• 1 medium head green cabbage (will produce about a quart)
  • 1 tablespoon non-iodized salt (or to taste)
  • Quart sized canning jar


  1. Quarter the cabbage, remove the core, and slice the cabbage into thin strips (about 1/4″ wide). Everything will ferment at the same pace if the pieces are cut uniformly.
  2. Put 1/2 the cut cabbage in a large bowl, and sprinkle 1/2 of the salt over the top. Then put the rest of the cabbage on top & sprinkle the remaining salt. Toss well to incorporate (clean hands work best).

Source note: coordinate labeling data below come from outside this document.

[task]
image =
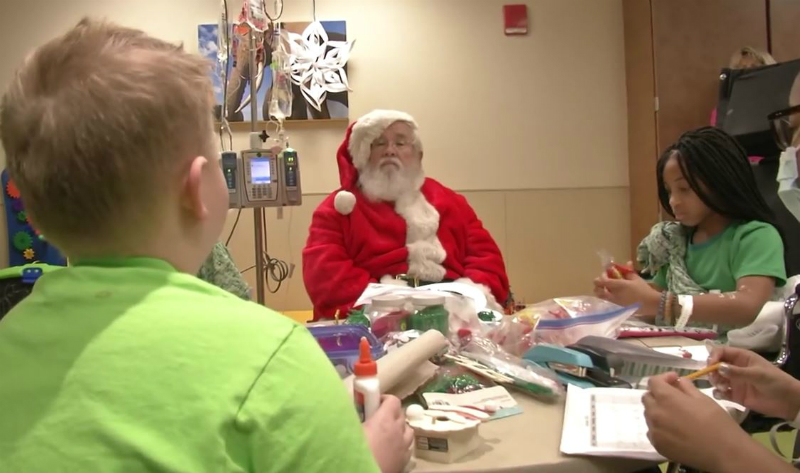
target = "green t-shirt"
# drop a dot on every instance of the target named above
(131, 366)
(743, 249)
(220, 270)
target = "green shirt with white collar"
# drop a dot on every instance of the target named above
(129, 365)
(742, 249)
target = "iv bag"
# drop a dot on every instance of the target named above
(280, 105)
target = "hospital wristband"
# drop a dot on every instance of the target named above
(687, 306)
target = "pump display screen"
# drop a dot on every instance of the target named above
(260, 171)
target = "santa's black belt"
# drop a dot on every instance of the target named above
(417, 282)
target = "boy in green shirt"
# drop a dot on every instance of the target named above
(125, 361)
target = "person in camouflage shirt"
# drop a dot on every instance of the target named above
(220, 270)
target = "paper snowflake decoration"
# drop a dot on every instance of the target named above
(317, 64)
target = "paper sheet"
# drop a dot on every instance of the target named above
(496, 394)
(698, 352)
(610, 422)
(402, 371)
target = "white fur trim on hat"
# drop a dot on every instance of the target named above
(368, 128)
(491, 302)
(392, 281)
(344, 202)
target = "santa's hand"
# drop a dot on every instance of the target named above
(491, 301)
(393, 281)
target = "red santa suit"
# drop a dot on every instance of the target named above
(431, 233)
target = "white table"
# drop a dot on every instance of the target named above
(529, 442)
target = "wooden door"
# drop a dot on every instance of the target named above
(785, 29)
(692, 41)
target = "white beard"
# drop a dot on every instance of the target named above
(388, 183)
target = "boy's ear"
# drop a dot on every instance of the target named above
(192, 192)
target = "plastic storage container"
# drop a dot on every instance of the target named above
(430, 313)
(388, 314)
(340, 343)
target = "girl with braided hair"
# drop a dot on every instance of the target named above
(723, 239)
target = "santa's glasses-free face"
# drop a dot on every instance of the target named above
(382, 144)
(784, 124)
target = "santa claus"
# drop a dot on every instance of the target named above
(388, 222)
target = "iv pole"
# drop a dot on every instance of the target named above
(258, 212)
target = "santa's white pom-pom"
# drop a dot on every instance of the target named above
(344, 202)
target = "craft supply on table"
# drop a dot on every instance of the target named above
(496, 401)
(444, 435)
(430, 313)
(341, 344)
(405, 369)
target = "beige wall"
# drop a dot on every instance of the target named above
(532, 129)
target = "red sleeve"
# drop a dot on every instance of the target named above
(483, 262)
(332, 280)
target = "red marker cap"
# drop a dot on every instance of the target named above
(365, 366)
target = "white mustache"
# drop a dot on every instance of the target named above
(391, 160)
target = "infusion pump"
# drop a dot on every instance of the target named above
(262, 178)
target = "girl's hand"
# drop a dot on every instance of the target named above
(628, 291)
(687, 426)
(748, 379)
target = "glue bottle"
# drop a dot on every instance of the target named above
(366, 387)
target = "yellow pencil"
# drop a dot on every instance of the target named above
(703, 372)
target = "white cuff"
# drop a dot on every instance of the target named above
(392, 281)
(687, 305)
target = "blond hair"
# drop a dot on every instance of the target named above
(95, 122)
(747, 58)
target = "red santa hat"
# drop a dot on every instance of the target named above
(354, 151)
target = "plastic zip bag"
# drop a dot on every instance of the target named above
(593, 317)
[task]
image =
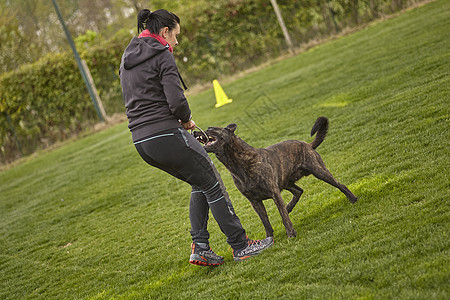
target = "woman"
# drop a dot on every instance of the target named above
(159, 115)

  3. Let sit for 1 to 2 hours, tossing it again a few times. This allows the salt to start softening the cabbage (less work for you later). Then you can start working it to help release juices. You can use any tool you'd like- wooden spoon, sauerkraut pounder, or better yet your hands! Smash/crush/squeeze it until a good amount of juices are in the bottom of the bowl. Older, drier cabbage can take longer, and could require the addition of brine if enough juices don't accumulate.

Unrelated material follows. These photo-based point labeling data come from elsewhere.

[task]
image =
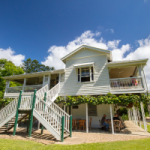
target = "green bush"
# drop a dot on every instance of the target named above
(4, 102)
(125, 117)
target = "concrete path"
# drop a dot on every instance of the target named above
(133, 129)
(131, 132)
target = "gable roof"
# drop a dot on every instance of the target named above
(107, 52)
(127, 63)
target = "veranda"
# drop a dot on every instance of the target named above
(92, 114)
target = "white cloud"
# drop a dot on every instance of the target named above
(9, 54)
(112, 31)
(91, 39)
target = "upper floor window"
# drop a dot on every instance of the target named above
(85, 74)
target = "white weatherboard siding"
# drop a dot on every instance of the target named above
(101, 110)
(101, 75)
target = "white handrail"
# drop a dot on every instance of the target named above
(8, 110)
(53, 113)
(49, 115)
(126, 83)
(40, 93)
(27, 100)
(52, 94)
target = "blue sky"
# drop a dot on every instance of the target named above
(31, 28)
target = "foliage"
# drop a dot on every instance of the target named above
(122, 111)
(12, 144)
(30, 66)
(7, 68)
(125, 117)
(4, 102)
(103, 99)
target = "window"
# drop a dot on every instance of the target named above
(85, 74)
(92, 110)
(75, 107)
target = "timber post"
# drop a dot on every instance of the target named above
(43, 112)
(71, 126)
(17, 113)
(31, 117)
(62, 128)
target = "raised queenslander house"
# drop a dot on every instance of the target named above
(89, 71)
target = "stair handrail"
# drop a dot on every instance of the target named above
(56, 117)
(52, 93)
(41, 91)
(10, 108)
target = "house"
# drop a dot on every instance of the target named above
(89, 71)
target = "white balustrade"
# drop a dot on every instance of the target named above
(16, 89)
(26, 102)
(126, 83)
(27, 98)
(52, 94)
(8, 110)
(49, 115)
(40, 93)
(31, 88)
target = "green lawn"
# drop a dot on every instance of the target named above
(142, 144)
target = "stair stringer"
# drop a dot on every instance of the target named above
(46, 125)
(8, 118)
(52, 100)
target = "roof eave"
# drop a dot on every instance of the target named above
(85, 46)
(35, 74)
(128, 63)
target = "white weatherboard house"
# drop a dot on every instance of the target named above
(89, 71)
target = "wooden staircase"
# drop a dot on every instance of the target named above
(40, 105)
(10, 124)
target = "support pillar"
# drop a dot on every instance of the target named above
(62, 128)
(143, 116)
(17, 113)
(31, 120)
(7, 86)
(24, 84)
(87, 123)
(49, 81)
(44, 110)
(71, 126)
(129, 114)
(111, 115)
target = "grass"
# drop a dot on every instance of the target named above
(9, 144)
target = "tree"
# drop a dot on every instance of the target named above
(7, 68)
(30, 66)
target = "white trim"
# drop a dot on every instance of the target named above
(35, 74)
(85, 57)
(126, 63)
(89, 47)
(84, 65)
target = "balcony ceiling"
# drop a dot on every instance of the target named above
(122, 72)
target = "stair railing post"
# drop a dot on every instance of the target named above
(17, 112)
(28, 124)
(62, 128)
(71, 126)
(31, 117)
(43, 112)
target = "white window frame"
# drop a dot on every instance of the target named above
(90, 69)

  4. Taste the cabbage for saltiness. Once all the salt has incorporated, this is exactly how salty your finished kraut will be. If more salt is needed, sprinkle in a little more & work it in. Just remember- you can add more, but you can't "unsalt" it once it's in there.
  5. When you have plenty of juices, start filling your jar with cabbage. Tamp down as you go, using a wooden spoon, pounder or your fist (don't get your hand stuck!). This will eliminate air pockets. Fill the jar, leaving about 2 inches headspace from cabbage level. There should be enough liquid to cover the cabbage. If not, you can add a little brine (1 tbsp. salt to 1 quart water, dissolved- save remainder for future use) to cover, leaving 1 inch headspace. Keep in mind that this will increase the saltiness. Don't overfill your jar.

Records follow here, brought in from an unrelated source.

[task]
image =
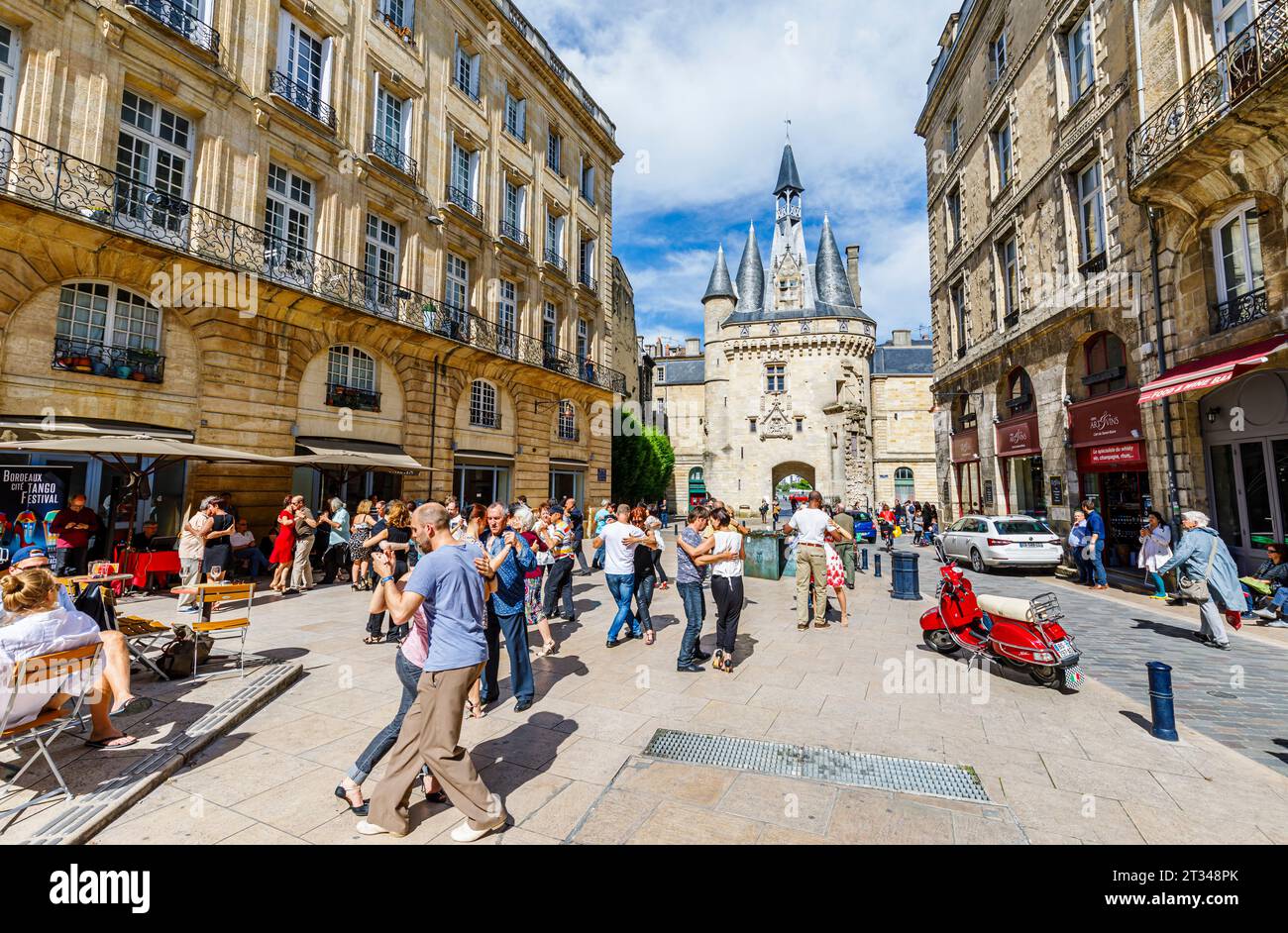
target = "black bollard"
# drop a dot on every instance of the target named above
(1160, 701)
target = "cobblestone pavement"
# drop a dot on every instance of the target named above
(1239, 697)
(1057, 769)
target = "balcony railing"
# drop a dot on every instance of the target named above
(389, 154)
(1240, 310)
(462, 198)
(301, 97)
(351, 398)
(180, 21)
(513, 233)
(37, 174)
(72, 354)
(1243, 65)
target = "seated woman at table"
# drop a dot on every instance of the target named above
(38, 623)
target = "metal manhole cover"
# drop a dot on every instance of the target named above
(851, 769)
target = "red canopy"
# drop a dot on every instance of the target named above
(1212, 370)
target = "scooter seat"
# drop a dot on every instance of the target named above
(1004, 606)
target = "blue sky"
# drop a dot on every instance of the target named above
(699, 93)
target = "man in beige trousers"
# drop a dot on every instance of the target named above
(452, 581)
(810, 524)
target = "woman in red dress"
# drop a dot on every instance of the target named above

  6. While fermenting, be sure that air can't get to your cabbage. Gases need to escape, but air can introduce mold if your cabbage isn't submerged. You can 1) weight it down to keep below liquid, 2) use an airlock, 3) use a canning lid & ring (but DON'T FORGET to burp the jar to release gases daily!).
  7. Allow to ferment at room temp (68 to 78 is ideal) for about 7 days. Taste after 4-5 days, particularly if it's warm weather. It's ready when the crunch is just right for you. The longer it goes, the softer it will be. The warmer it is, the faster it will ferment.
  8. When finished, seal with a tight lid & store in the fridge forever (well, not forever, but up to a year is fine, as long as no mold is present).